Additionally, the lack of external validation for many models and the opaque, “black box” nature inherent in most AI algorithms, which obscures their decision-making processes, may lead to unique quality and safety concerns in the radiation oncology workflow. This may include unrecognized failure modes such as mistargeting when deploying automated segmentation algorithms beyond the intended use onto cases that are outside the algorithm’s training data. Alternatively, automated AI-based RT plans could lock onto average (or historic) outcomes due to population-based training data. For example, training an AI-based automated treatment planning algorithm for lung cancer RT with data from the early 2000s would reinforce high cardiac dose exposures given practice patterns in that era. Another possibility includes outlier clinical outputs, which could happen if an auto-segmentation algorithm is based on segmentations from a single clinician.
Furthermore, any potential systemic biases inherent in many training sets can exacerbate existing inequities in lung cancer outcomes. The maturation of these technologies will require standardization of how clinicians are informed about the training, validation, and pitfalls of a given clinical algorithm,14 and national guidelines on safe clinical implementation.15
Future Directions
The role of AI in the field of radiation oncology and lung cancer is rapidly evolving, with key developments and challenges lying ahead.

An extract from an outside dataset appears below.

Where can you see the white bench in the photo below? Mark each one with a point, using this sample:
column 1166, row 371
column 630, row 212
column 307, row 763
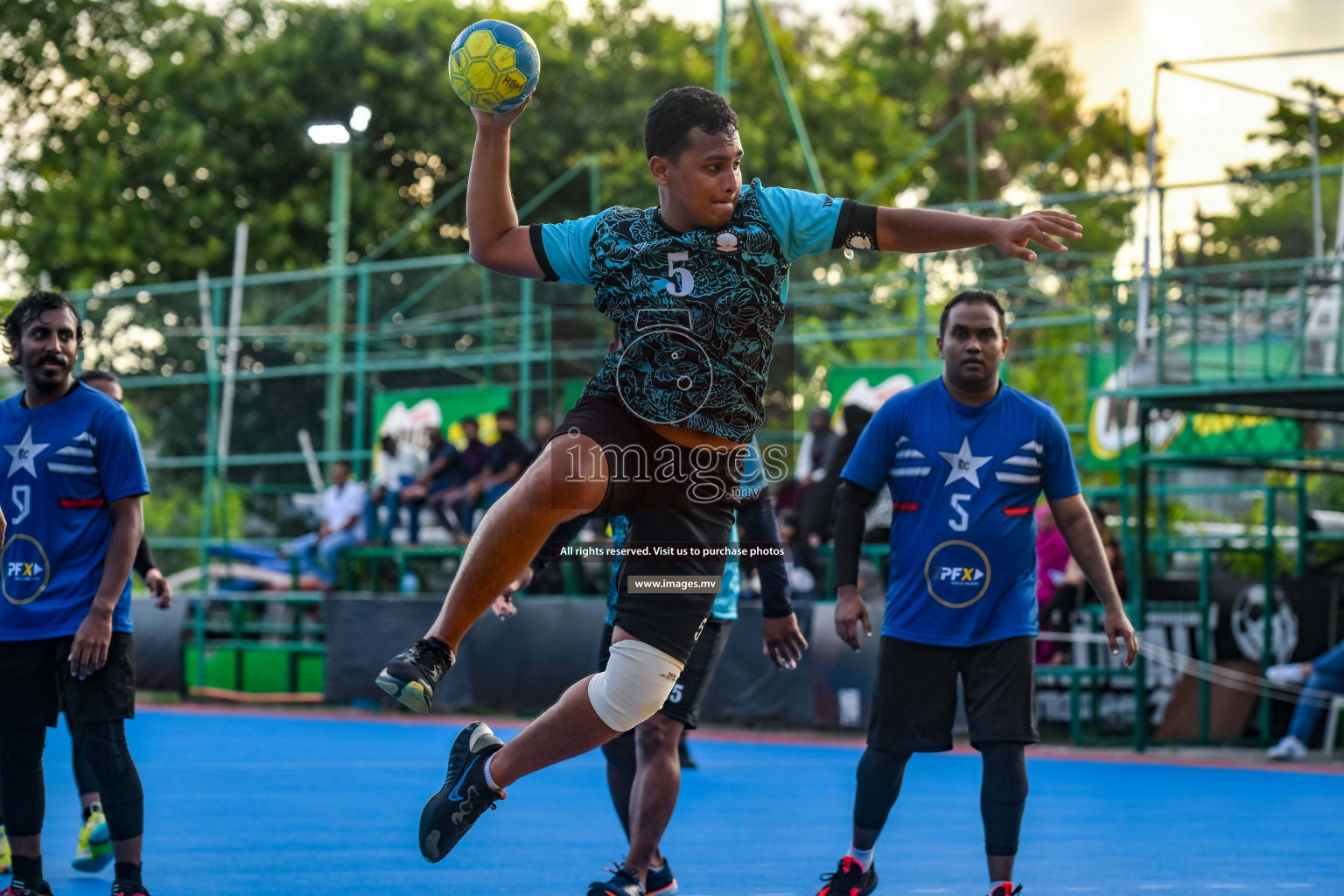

Multimodal models consolidating patient data streams, including imaging and genomic markers, are needed to better understand radiation sensitivity and immunotherapy-susceptibility of lung cancer. Development of foundation AI models trained on vast datasets and generalist medical AI models that extend these foundations across various clinical tasks will offer adaptability and better generalizability of AI algorithms for lung cancer.
Generative AI, capable of creating new content through systematic training on existing datasets, holds potential for generating medical images and data for training of AI model development specific to lung cancer with incorporation of more recent advances in therapeutics such as immunotherapy. Additionally, while prior AI research in radiation oncology has mostly focused on the readily available patient outcome data, such as overall survival, there is an increasing need to focus on patient-centric outcomes directly related to RT such as radiation-induced toxicities, including high-grade cardiopulmonary toxicity, which are particularly important to patients’ well-being and quality of life.